Encompassing 80 buildings, the retrofits generated by this project will reduce energy consumption by about 33 million kWh per year and will decrease emissions by approximately 69,069,000 pounds of carbon dioxide; 1,254 pounds of volatile organic compounds (VOCs); 137,742 pound of nitrogen oxide (NOx); 7,623 pounds of particulates; and 429,594 milligrams of mercury every year.
In addition to these retrofits, ASU also has begun to install an energy information system on campus that will provide real-time, on-line access to information about how campus buildings are consuming energy.
Mandated Heating and Cooling Temperatures
To reduce energy consumed in the heating and cooling of ASU buildings, room temperature guidelines at ASU’s Tempe campus mandate that classrooms and offices are heated to no higher than 68 degrees Fahrenheit and are cooled to no lower than 78 degrees Fahrenheit. In addition, many buildings are being shut down on nights and on weekends.

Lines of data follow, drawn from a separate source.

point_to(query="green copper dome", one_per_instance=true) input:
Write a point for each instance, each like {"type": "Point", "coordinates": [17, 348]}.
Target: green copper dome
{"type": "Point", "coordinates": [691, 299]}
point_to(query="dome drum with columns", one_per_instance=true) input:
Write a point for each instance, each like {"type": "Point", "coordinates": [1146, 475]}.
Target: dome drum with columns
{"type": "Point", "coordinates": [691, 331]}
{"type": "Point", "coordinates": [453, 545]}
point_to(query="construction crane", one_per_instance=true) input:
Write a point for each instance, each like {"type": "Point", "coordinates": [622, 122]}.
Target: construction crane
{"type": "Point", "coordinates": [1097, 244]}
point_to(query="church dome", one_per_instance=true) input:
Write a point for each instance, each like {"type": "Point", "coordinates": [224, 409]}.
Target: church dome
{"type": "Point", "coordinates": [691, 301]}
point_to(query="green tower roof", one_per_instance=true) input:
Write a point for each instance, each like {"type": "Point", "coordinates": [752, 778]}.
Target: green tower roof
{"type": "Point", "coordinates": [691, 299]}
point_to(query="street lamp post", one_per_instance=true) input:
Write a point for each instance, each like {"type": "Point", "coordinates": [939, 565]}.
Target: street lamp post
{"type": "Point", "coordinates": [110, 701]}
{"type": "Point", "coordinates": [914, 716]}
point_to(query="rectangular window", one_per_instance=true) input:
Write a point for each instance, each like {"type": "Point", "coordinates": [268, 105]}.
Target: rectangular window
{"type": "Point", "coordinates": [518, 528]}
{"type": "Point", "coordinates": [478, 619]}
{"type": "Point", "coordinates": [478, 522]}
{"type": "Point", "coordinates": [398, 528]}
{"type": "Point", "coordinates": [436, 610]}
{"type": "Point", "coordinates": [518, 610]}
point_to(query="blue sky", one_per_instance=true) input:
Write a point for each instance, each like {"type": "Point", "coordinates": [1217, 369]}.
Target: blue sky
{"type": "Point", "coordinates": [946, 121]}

Solar Powered Parking Structure
With more than 300 sunny days per year, Phoenix is a prime location for developing and using solar power. The roof of ASU’s Tyler Street Parking Structure houses a 30 kW photovoltaic system that generates energy for internal lights and provides shade for parked cars during the day. The receptors produce energy during peak energy and parking demand hours, allowing the university to conserve energy, reduce harmful emissions, and at the same time, comply with the university’s green building initiative.
Contract with Solar Developers
The Clinton Climate Initiative (CCI) was launched in August 2006 with the mission of applying a business-oriented approach to the fight against climate change in practical, measurable and significant ways. In November 2007, ASU issued a request for proposals, seeking a Solar Energy Performance Contract in line with the CCI. The intent of the contract is to establish an ongoing business relationship with a solar developer(s), to solarize over 310,000 sq ft of ASU building roofs, and to use the facilities as a key educational component of the Global Institute of Sustainability. Four to seven megawatts of power will be produced for ASU under a qualified management agreement.